## 4. Concatenate & Split Dataset
Now that we have a large number of tweet sequences for Russian and Chinese state operators as well as typical Twitter users, we'll combine the sequences and create a random test-train split.

In [None]:
import pandas as pd

### 4.1 Load and Join Files

In [None]:
russian = pd.read_csv("../working_files/russian_tweet_sequences.csv", lineterminator='\n',index_col=0)
russian['operator'] = 1

In [None]:
russian.head()

In [None]:
chinese = pd.read_csv("../working_files/chinese_tweet_sequences.csv", lineterminator='\n',index_col=0)
chinese['operator'] = 1

In [None]:
chinese.head()

In [None]:
real = pd.read_csv("../working_files/real_tweet_sequences.csv", lineterminator='\n',index_col=0)
real['operator'] = 0

In [None]:
real.head()

In [None]:
seqs = pd.concat([russian, chinese, real])
final_cols = ['userid','tweet_text','tweet_time','clean_tweets','recent_tweets','operator']
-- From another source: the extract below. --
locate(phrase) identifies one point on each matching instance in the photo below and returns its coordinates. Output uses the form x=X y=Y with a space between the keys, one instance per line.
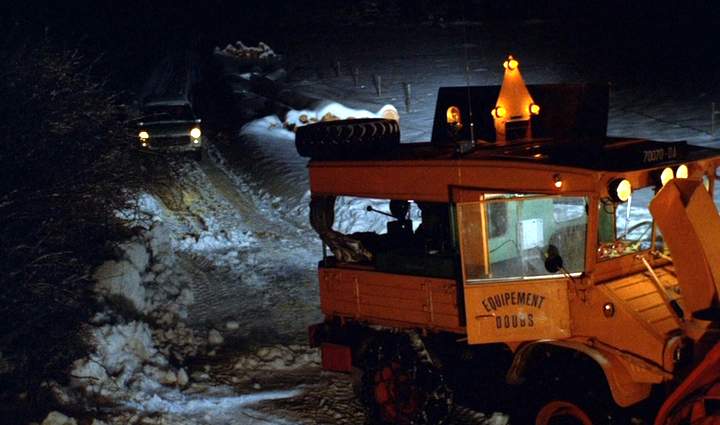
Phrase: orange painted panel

seqs = seqs[final_cols].copy()
seqs.shape

In [None]:
seqs['seq_id'] = range(0, len(seqs))
seqs.head(10)

In [None]:
seqs["operator"].value_counts()

### 4.2 Split Sets

### 4.2.1 Test Set
Here, we'll split off 10% of the data to use after we have tuned hyperparameters and fine-tuned the model. We keep this aside to ensure we aren't overfitting through hyperparameter selection.

In [None]:
test_set = seqs.sample(n=int(0.1*len(seqs)), random_state=13, replace=False)
test_set.shape

In [None]:
test_set.to_csv('../data/test.csv',index=False, sep=',', quotechar='"',header=True)

In [None]:
test_ids = test_set['seq_id'].values

### 4.2.2 Training Set
This dataset will be used for training, and we'll randomly split it into validation and training sets in the next notebook.

In [None]:
training_set = seqs[~seqs['seq_id'].isin(test_ids)]
training_set.shape

In [None]:
training_set.to_csv('../data/train.csv',index=False, sep=',', quotechar='"',header=True)